We can only hope. This would make dealing with the harms a lot easier to deal with. You are no longer turning those badly effected by drugs into criminals.

Sellman goes on to misunderstand basic economics.
Lobbying of our parliamentarians may already be under way by business leaders salivating at the new fortunes they anticipate reaping. This is especially so since the dramatic changes in the United States where four states now have laws allowing private businesses to supply and sell cannabis.
But if we had a legal competitive market for cannabis then in the process of trying to reap these fortunes they would force economic profits towards zero.

Sellman then says,
There are alternatives to a private business model, one of which is the establishment of state-owned enterprises.
Must we really point out  again all the problems there are with state-owned firms?

Then it is pointed out that,
With the Government taking control of drugs, the huge profit from sales goes back to the Government for the greater good.
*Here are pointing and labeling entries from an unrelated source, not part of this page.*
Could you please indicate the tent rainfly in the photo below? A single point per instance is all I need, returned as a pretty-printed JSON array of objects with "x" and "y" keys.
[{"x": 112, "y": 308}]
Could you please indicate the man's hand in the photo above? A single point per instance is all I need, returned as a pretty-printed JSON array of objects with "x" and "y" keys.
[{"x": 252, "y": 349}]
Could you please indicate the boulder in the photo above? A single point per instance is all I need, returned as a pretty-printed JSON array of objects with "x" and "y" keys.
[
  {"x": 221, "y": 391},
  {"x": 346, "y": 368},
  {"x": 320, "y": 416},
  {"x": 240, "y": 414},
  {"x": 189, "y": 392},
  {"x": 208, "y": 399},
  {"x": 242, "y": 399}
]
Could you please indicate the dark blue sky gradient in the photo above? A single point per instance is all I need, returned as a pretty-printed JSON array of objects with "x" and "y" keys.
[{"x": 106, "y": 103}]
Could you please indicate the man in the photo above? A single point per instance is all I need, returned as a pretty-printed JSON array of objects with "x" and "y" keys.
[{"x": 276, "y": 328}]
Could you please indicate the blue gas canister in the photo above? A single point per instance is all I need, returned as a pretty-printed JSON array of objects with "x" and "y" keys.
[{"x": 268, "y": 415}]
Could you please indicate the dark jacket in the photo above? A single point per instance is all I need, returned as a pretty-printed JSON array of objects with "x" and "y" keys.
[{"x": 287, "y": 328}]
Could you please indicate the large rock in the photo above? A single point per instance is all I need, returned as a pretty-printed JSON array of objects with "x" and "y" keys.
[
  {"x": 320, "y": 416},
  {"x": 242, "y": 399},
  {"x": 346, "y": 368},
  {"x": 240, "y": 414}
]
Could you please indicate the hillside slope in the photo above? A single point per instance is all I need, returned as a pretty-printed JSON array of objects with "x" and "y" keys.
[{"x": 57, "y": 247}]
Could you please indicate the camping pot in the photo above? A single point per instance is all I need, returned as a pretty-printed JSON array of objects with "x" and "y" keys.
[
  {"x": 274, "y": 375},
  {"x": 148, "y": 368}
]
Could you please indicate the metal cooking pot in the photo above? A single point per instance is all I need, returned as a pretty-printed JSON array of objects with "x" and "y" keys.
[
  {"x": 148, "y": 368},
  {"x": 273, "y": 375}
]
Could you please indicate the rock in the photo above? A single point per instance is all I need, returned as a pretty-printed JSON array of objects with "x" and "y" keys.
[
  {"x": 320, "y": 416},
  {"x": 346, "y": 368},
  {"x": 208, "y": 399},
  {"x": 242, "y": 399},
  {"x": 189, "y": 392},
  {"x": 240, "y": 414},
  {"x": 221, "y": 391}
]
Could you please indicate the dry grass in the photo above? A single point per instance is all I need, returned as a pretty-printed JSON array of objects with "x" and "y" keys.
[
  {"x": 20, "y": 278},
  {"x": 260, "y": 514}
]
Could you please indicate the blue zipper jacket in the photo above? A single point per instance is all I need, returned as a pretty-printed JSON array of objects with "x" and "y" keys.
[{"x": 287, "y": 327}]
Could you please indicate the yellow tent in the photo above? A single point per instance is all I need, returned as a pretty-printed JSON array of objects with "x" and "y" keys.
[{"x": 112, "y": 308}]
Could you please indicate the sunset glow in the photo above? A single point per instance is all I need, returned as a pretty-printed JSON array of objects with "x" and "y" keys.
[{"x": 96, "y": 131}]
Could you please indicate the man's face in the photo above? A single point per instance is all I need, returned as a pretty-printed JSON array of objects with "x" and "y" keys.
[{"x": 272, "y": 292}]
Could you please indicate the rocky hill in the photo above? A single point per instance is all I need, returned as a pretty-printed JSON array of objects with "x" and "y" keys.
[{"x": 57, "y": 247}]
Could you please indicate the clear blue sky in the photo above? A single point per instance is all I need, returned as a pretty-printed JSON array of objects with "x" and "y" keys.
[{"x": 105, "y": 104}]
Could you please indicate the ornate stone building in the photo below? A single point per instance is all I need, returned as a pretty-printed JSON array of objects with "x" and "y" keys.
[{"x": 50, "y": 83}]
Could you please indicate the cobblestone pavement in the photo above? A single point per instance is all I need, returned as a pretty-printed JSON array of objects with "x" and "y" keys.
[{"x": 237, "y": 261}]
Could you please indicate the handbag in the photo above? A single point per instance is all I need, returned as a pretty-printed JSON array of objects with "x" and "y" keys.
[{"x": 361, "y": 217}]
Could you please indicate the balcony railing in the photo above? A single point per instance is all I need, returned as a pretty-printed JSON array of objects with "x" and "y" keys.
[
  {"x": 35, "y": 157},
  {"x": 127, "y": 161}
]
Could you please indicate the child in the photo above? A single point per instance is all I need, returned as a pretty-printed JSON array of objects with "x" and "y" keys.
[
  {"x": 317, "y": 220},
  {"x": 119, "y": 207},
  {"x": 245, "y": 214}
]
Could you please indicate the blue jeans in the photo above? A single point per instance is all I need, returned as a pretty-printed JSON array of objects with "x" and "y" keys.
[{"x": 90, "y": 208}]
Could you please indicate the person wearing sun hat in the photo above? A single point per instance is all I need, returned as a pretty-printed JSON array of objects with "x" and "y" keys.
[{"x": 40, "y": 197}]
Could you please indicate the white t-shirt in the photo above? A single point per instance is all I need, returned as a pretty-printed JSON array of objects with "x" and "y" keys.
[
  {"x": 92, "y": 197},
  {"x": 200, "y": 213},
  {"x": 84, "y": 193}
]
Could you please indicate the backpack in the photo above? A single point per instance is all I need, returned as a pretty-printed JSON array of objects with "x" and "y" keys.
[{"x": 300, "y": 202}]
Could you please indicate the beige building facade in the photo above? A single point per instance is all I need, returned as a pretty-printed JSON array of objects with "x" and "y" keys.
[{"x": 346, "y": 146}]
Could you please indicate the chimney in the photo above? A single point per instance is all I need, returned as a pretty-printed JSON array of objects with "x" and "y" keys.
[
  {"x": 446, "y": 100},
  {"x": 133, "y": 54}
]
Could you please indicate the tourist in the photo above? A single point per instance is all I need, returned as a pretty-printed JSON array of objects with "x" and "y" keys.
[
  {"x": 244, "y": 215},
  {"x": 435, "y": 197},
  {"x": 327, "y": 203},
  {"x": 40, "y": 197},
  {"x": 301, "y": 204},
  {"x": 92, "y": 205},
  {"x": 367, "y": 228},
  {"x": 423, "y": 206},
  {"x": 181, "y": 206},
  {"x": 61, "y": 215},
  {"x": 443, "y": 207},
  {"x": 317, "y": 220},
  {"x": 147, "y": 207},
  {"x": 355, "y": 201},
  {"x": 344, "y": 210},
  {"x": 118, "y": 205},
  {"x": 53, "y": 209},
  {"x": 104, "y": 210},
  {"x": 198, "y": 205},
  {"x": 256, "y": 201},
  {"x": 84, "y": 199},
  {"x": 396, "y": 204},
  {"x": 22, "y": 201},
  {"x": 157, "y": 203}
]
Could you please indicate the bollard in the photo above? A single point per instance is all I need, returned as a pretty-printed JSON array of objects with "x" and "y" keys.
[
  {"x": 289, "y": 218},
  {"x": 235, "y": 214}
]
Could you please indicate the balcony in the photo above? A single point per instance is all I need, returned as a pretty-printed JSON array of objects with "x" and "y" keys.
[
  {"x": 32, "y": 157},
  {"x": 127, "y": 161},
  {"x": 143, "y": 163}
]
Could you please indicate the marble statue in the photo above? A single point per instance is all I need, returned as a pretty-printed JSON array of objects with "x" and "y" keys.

Black markets are undermined while health promotion can be genuinely undertaken at the point of sale, motivated by the fact the state bears the costs for harm from excessive use of these drugs.
But as noted above, with competition there will not be huge profits to make and given that state-owned firms are generally less efficient than private ones whatever profits there are would be less under government ownership. Also with private firms the profits that are made will be taxed. So there would be a trade-off between a higher rate of profit from a less profitable state-owned firm and a lower tax rate on the higher profits of  a private firm. Which would give the higher payment to the government is not clear.

Sellman ends by saying,
The continuance of rampant commercialisation of alcohol with the addition of an exuberant privately driven cannabis industry would be the very worst outcome of re-thinking cannabis law.
I can't help but think it would in fact be the best of all practical outcomes. The harms would be easier to deal with and we would have an legal, efficient industry.

Update: An interesting comment from the report "Public health and international drug policy" from the Johns Hopkins-Lance Commission on Drug Policy and Health, published (pdf) at the website of the Lancet on March 24, 2016.
Although regulated legal drug markets are not politically possible in the short term in some places, the harms of criminal markets and other consequences of prohibition catalogued in this Commission will probably lead more countries (and more US states) to move gradually in that direction—a direction we endorse.